Pipeline¶

Utility functions to help setting up Yank configurations.

yank.pipeline.compute_squared_distances(molecule1_positions, molecule2_positions)[source]¶

Compute the squared distances between the atoms of two molecules.

All the positions must be expressed in the same unit of measure.

Parameters:	molecule1_positions : numpy.ndarray An Nx3 array where, N is the number of atoms, containing the positions of the atoms of molecule1. molecule2_positions : numpy.ndarray An Mx3 array where, M is the number of atoms, containing the positions of the atoms of the molecule2.
Returns:	squared_distances : numpy.ndarray An NxM array of squared distances. distances_squared[i][j] is the squared distance between atom i of molecule1 and atom j of molecule 2.

yank.pipeline.compute_min_dist(mol_positions, *args)[source]¶

Compute the minimum distance between a molecule and a set of other molecules.

All the positions must be expressed in the same unit of measure.

Other Parameters:
Parameters:	mol_positions : numpy.ndarray An Nx3 array where, N is the number of atoms, containing the positions of the atoms of the molecule for which we want to compute the minimum distance from the others
Returns:	min_dist : float The minimum distance between `mol_positions` and the other set of positions
	args A series of numpy.ndarrays containing the positions of the atoms of the other molecules

yank.pipeline.compute_min_max_dist(mol_positions, *args)[source]¶

Compute minimum and maximum distances between a molecule and a set of other molecules.

All the positions must be expressed in the same unit of measure.

Other Parameters:
Parameters:	mol_positions : numpy.ndarray An Nx3 array where, N is the number of atoms, containing the positions of the atoms of the molecule for which we want to compute the minimum distance from the others
Returns:	min_dist : float The minimum distance between mol_positions and the atoms of the other positions max_dist : float The maximum distance between mol_positions and the atoms of the other positions
	args A series of numpy.ndarrays containing the positions of the atoms of the other molecules

Examples

>>> mol1_pos = np.array([[-1, -1, -1], [1, 1, 1]], np.float)
>>> mol2_pos = np.array([[2, 2, 2], [2, 4, 5]], np.float)  # determine min dist
>>> mol3_pos = np.array([[3, 3, 3], [3, 4, 5]], np.float)  # determine max dist
>>> min_dist, max_dist = compute_min_max_dist(mol1_pos, mol2_pos, mol3_pos)
>>> min_dist == np.linalg.norm(mol1_pos[1] - mol2_pos[0])
True
>>> max_dist == np.linalg.norm(mol1_pos[1] - mol3_pos[1])
True

yank.pipeline.compute_radius_of_gyration(positions)[source]¶

Compute the radius of gyration of the specified coordinate set.

Parameters:	positions : simtk.unit.Quantity with units compatible with angstrom The coordinate set (natoms x 3) for which the radius of gyration is to be computed.
Returns:	radius_of_gyration : simtk.unit.Quantity with units compatible with angstrom The radius of gyration

yank.pipeline.compute_net_charge(system, atom_indices)[source]¶

Compute the total net charge of a subset of atoms in the system.

Parameters:	system : simtk.openmm.System The system object containing the atoms of interest. atom_indices : list of int Indices of the atoms of interest.
Returns:	net_charge : int Total net charge as the sum of the partial charges of the atoms.

yank.pipeline.find_alchemical_counterions(system, topography, region_name)[source]¶

Return the atom indices of the ligand or solute counter ions.

In periodic systems, the solvation box needs to be neutral, and if the decoupled molecule is charged, it will cause trouble.

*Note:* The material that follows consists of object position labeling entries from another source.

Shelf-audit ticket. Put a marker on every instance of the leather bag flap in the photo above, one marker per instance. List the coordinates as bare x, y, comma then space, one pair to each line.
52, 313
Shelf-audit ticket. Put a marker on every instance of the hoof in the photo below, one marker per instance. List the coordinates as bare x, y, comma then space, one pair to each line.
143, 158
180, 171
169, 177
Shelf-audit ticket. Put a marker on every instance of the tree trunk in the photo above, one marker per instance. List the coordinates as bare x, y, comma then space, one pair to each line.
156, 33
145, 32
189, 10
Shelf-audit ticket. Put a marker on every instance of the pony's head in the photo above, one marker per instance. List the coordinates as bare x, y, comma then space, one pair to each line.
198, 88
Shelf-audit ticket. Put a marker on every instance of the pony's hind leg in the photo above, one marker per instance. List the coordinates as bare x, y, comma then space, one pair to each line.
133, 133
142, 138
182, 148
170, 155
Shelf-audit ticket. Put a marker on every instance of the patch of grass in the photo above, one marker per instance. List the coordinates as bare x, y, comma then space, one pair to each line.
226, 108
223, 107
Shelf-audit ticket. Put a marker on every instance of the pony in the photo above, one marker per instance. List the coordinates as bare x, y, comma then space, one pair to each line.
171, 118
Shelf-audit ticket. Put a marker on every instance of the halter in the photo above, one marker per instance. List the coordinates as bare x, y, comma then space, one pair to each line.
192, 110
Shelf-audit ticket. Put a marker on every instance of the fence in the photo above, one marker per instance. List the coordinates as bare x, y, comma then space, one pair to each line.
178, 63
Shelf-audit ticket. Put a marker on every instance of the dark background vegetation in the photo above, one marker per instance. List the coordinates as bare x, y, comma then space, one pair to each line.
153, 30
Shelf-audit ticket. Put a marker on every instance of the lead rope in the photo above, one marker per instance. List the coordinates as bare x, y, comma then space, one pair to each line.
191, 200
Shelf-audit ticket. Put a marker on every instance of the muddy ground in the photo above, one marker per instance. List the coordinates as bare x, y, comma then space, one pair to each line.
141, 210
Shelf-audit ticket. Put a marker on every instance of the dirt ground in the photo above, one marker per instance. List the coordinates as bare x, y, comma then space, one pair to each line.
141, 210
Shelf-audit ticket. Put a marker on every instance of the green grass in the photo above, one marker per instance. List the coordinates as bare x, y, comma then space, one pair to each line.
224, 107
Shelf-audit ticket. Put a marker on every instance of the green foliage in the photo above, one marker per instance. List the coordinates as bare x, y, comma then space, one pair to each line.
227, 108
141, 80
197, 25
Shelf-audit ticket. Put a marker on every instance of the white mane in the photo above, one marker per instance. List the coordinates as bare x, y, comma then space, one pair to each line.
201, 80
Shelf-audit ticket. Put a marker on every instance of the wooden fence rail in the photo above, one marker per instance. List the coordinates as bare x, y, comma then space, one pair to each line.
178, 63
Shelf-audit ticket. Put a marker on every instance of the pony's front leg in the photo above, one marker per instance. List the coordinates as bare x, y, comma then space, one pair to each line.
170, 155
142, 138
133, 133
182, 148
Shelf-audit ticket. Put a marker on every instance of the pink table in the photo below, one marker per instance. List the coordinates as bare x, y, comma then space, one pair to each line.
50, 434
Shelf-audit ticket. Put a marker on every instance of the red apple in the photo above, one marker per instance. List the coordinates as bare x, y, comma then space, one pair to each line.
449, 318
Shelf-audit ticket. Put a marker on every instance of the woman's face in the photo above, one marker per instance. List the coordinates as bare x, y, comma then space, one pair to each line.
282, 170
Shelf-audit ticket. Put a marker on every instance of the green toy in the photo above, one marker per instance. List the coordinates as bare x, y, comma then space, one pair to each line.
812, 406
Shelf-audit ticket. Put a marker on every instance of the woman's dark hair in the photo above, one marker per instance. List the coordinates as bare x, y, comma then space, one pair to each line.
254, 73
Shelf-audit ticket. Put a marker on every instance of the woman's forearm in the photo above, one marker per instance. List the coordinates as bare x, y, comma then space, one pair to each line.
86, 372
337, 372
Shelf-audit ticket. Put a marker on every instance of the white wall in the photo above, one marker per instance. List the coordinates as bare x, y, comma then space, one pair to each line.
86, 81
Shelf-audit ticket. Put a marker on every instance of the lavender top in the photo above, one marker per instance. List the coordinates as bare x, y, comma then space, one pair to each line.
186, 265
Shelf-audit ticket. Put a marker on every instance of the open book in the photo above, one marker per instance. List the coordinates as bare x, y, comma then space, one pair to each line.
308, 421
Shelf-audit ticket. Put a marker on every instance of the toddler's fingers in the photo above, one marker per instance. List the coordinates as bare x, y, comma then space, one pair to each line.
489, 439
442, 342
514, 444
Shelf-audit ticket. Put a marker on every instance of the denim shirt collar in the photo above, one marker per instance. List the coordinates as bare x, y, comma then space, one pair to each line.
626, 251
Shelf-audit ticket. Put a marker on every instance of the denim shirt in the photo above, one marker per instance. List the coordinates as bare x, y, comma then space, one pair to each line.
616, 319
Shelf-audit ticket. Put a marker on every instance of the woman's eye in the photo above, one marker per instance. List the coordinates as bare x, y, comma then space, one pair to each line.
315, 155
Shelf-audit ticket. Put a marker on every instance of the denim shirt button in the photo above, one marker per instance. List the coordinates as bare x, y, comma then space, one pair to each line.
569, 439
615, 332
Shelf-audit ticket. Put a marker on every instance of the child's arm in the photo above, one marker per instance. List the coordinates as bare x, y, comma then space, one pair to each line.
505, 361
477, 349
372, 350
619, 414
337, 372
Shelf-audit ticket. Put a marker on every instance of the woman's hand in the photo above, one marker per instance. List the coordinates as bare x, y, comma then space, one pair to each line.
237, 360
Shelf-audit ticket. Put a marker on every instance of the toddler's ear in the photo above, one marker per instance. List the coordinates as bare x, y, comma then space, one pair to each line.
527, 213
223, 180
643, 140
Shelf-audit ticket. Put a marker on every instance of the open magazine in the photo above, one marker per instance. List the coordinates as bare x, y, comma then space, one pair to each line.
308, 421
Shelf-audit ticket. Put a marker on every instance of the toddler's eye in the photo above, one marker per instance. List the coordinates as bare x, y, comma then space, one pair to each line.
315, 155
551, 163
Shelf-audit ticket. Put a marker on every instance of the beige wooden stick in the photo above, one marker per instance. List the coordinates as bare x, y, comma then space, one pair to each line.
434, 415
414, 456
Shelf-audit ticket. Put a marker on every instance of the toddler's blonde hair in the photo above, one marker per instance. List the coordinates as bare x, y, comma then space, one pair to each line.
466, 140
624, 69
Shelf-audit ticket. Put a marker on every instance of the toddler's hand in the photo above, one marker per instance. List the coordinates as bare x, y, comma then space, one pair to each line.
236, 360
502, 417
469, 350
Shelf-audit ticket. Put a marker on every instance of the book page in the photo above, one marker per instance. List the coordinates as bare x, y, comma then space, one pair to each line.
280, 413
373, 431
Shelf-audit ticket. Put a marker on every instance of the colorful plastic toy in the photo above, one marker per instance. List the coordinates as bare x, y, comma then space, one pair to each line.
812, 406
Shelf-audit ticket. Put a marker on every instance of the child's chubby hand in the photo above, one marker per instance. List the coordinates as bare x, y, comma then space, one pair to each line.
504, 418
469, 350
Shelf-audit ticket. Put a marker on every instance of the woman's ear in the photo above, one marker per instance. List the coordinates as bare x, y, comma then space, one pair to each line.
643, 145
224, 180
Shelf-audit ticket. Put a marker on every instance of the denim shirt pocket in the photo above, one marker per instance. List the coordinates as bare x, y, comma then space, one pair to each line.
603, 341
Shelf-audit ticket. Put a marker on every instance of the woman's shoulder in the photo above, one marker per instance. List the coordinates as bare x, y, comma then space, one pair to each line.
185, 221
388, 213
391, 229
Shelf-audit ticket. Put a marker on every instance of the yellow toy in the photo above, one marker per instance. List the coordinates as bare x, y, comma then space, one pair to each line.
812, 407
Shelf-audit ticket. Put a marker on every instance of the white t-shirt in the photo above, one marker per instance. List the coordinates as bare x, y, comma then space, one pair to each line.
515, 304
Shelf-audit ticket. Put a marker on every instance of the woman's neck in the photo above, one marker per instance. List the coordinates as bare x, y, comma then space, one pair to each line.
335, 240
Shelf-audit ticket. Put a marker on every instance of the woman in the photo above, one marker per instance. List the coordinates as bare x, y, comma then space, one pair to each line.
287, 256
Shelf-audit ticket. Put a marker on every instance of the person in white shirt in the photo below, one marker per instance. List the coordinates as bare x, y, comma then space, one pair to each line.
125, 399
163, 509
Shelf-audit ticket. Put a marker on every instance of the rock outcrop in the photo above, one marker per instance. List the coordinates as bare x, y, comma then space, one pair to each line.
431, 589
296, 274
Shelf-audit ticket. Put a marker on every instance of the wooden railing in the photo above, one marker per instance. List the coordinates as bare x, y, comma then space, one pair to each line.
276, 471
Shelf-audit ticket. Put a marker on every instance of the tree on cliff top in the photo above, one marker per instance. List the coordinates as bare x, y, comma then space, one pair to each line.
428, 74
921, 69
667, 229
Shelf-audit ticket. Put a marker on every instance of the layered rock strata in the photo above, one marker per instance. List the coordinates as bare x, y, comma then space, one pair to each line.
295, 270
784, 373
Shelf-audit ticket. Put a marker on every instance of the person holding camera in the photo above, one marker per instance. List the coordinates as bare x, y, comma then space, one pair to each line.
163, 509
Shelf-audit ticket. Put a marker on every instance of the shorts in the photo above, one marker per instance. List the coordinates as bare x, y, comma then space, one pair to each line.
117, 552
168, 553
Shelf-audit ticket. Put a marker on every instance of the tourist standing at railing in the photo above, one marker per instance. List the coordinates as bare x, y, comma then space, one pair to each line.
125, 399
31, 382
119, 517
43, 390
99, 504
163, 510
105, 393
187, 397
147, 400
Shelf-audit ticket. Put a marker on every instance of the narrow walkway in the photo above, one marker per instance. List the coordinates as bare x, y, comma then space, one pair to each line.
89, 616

This can be used to find a set of ions in the system that neutralize the molecule, so that the solvation box will remain neutral all the time.

Parameters:	system : simtk.openmm.System The system object containing the atoms of interest. topography : yank.Topography The topography object holding the indices of the ions and the ligand (for binding free energy) or solute (for transfer free energy). region_name : str The region name in the topography (e.g. “ligand_atoms”) for which to find counter ions.
Returns:	counterions_indices : list of int The list of atom indices in the system of the counter ions neutralizing the region.
Raises:	ValueError If the topography region has no atoms, or if it impossible to neutralize the region with the ions in the system.

yank.pipeline.get_leap_recommended_pbradii(implicit_solvent)[source]¶

Return the recommended PBradii setting for LeAP.

Parameters:	implicit_solvent : str The implicit solvent model.
Returns:	pbradii : str or object The LeAP recommended PBradii for the model.
Raises:	ValueError If the implicit solvent model is not supported by OpenMM.

Examples

>>> get_leap_recommended_pbradii('OBC2')
'mbondi2'
>>> from simtk.openmm.app import HCT
>>> get_leap_recommended_pbradii(HCT)
'mbondi'

yank.pipeline.create_system(parameters_file, box_vectors, create_system_args, system_options)[source]¶

Create and return an OpenMM system.

Parameters:	parameters_file : simtk.openmm.app.AmberPrmtopFile or GromacsTopFile The file used to create they system. box_vectors : list of Vec3 The default box vectors of the system will be set to this value. create_system_args : dict of str The kwargs accepted by the `createSystem()` function of the `parameters_file`. system_options : dict The kwargs to forward to `createSystem()`.
Returns:	system : simtk.openmm.System The system created.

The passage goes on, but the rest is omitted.